Joshua 11:18-20 leaves no room for free will if we take literally the statement that “it was of the Lord to harden their hearts." This problem comes up again and again in the anti-Canaanite narratives of Joshua, Deuteronomy and Kings where God instructs the Israelites to drive out the Canaanites and seems to endorse numerous actions that would be judged crimes against humanity today. But for some commentators, there is a justification.
The Sin of the Amorites
One way to deal with this problem takes us back as far is that time of Abraham, when God explains the reason for the Israelites having to go into Egyptian slavery.
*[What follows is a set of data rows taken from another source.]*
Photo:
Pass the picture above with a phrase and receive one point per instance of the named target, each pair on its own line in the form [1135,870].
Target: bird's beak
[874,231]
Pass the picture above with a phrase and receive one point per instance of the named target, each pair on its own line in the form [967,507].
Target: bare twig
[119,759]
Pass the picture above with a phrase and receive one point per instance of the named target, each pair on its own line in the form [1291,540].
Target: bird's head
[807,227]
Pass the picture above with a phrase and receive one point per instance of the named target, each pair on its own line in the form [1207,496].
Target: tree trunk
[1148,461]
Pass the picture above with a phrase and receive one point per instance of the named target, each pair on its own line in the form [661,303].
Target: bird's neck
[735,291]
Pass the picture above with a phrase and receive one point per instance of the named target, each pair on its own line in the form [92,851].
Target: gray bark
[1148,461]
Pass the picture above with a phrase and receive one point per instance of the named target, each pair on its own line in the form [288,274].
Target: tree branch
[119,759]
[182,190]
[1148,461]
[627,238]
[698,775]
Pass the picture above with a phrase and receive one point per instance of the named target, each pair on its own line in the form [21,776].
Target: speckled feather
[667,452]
Then the Lord said to Abram, “Know of a surety that your descendants
will be sojourners in a land that is not theirs, and will be slaves
there, and they will be oppressed for four hundred years; but I
will bring judgment on the nation which they serve, and afterward they
shall come out with great possessions...
And they shall come back here in the fourth generation; for the
iniquity of the Amorites is not yet complete.” (Gen. 15:13-15)
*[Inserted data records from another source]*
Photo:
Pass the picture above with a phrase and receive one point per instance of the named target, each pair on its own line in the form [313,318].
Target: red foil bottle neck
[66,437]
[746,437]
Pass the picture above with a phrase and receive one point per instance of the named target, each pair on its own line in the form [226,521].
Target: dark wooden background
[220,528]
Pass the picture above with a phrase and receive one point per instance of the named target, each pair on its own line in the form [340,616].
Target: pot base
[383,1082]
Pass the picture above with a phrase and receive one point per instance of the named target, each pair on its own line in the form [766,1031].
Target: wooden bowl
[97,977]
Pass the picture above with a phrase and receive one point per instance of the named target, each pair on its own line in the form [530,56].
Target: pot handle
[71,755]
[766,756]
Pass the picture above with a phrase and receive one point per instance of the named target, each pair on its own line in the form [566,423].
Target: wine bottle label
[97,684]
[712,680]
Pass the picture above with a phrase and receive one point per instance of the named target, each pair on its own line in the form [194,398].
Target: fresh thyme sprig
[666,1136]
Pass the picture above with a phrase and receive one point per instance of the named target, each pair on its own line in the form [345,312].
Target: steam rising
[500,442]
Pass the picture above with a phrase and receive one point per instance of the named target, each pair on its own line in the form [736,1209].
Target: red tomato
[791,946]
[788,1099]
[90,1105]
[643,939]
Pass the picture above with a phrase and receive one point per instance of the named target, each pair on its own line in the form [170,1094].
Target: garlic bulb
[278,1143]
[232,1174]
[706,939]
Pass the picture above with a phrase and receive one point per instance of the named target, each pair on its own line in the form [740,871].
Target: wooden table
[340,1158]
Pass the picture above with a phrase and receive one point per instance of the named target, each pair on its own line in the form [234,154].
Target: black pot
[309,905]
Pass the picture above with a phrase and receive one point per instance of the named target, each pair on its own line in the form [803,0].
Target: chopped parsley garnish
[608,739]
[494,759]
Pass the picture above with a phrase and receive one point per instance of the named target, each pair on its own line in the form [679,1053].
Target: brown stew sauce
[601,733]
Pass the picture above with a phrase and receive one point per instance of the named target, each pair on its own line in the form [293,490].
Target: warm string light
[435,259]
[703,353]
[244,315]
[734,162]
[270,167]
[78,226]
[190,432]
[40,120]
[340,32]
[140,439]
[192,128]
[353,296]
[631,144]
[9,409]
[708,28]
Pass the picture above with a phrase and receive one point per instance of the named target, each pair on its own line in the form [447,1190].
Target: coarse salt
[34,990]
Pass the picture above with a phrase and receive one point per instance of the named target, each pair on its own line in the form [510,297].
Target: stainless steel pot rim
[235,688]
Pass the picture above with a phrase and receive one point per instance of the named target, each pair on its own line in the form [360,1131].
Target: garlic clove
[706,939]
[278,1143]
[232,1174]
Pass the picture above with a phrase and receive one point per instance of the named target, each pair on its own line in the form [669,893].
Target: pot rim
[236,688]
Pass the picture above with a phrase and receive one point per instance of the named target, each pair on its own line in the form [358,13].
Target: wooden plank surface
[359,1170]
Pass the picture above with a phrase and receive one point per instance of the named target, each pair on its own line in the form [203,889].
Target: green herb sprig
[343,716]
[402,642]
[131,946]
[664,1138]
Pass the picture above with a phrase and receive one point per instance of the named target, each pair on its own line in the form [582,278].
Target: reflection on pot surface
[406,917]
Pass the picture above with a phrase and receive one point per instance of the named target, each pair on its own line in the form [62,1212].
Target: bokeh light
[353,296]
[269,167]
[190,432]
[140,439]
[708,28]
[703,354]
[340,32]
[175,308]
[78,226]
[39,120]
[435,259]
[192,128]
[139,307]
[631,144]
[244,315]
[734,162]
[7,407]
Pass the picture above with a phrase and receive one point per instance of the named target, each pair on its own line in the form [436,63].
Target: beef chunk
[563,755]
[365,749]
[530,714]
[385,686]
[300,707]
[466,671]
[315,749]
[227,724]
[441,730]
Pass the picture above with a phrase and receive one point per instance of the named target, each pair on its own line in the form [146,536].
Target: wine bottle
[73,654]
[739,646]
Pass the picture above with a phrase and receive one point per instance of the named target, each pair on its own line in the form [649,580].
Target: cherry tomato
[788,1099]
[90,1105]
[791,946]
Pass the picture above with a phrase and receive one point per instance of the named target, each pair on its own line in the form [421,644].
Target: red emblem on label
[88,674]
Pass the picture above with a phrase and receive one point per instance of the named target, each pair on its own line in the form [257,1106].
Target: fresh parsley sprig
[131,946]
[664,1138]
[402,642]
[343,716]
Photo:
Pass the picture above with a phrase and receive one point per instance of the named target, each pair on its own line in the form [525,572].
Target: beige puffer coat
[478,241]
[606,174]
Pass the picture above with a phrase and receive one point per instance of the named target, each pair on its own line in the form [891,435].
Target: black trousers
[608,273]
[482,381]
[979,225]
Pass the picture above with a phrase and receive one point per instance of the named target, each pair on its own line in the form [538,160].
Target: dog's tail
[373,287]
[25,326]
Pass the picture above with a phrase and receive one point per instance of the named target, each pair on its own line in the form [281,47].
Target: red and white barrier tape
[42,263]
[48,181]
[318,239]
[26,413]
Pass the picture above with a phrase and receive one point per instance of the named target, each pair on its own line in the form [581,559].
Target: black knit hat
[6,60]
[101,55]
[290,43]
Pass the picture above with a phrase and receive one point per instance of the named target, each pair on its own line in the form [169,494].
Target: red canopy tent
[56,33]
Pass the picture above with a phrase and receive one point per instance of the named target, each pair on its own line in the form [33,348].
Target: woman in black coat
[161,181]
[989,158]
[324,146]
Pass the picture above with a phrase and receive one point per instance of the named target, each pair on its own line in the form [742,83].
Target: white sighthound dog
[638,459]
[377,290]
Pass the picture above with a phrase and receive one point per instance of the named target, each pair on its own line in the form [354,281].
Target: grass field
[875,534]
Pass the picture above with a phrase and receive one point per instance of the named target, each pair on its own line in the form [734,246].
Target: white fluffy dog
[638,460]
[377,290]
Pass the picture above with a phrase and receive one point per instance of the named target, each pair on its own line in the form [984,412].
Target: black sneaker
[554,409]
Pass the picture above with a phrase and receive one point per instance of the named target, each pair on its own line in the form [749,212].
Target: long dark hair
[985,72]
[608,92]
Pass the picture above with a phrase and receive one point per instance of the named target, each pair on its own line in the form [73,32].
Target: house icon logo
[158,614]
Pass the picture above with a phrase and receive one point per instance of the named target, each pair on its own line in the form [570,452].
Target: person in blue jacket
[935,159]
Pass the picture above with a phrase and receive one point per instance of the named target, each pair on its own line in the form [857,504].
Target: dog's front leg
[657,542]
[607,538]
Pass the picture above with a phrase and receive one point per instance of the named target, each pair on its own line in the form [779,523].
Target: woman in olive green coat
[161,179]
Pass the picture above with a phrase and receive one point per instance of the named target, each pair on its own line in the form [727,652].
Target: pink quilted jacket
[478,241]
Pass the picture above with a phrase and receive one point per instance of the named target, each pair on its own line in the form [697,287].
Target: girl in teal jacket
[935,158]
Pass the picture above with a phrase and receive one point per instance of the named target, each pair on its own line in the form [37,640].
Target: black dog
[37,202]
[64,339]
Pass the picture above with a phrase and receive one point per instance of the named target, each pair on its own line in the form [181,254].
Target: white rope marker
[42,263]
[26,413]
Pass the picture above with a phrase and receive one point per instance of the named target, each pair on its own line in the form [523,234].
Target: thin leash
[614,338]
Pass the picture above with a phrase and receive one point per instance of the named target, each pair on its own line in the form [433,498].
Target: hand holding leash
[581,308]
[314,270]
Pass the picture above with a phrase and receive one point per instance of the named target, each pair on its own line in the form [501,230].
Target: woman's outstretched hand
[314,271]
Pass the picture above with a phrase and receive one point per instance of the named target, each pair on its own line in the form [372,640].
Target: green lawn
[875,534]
The theory here is that the Israelites could not lay claim to the land without justification in God's eyes. The justification lay in the sin of the Amorites - a widespread and exceedingly wicked people - which was not yet "complete" in the time of Abraham. However, by the time of Joshua, the Israelites were justified waging holy war to take the land of Canaan because the Amorites, who were themselves descendants of Noah's son Canaan (Gen. 10:16), represented that land.
Some scholars hold that the Philistines and Amorites are synonymous, and the "Amorites" of Gen 15 include all non-Israelite inhabitants of Palestine. They occupied several major cities including Jerusalem, Hebron, Jarmuth, Lachish, Eglon and various other places such as "hill-country of the Amorites" (Deut. 1:7-9) and the area north of Kadeshbarnea. There were also Amorites in Hazezon-tamar and Mamre (Gen. 14:7-13). Wellhausen ("Die Composition des Hexateuchs," ii. 341) believed that Amorites and Canaanites are synonymous expressions. "Amorites" refers to the Canaanites exterminated by Israel, while Canaanites refers to those living among the Israelites at the time of the kings.
The Jewish Encylopedia article goes on to say that Egyptian inscriptions call the land east of Phoenicia and north of Palestine "the land of the A-ma-ra." In the El-Amarna tablets the prince of the same region is called "Prince of Amurru." If all this is correct, the territory of the Amorites leaves very little room for the 'Canaanites' in the territory occupied by Israel. Moreover the terms sometimes seem to be used interchangeably.
If so, it was not that God hardened the hearts of the inhabitants; it was that their now-complete sin had made their hearts hard, and now the die had been cast against them. The author of Joshua expresses this awkwardly but the full measure of the "sin of the Amorites" is the underlying reality.
The above is not my personal view but I believe it deals with the OP question. My own opinion is that the narrative represents the view of the Deuteronomic histories in which the Israelites are supposed to the drive out the land's inhabitants because the latter are not God's people. This attitude raises many thorny ethical and philosophical questions for modern readers. Personally I have decided to accept them as beyond me, at least for now.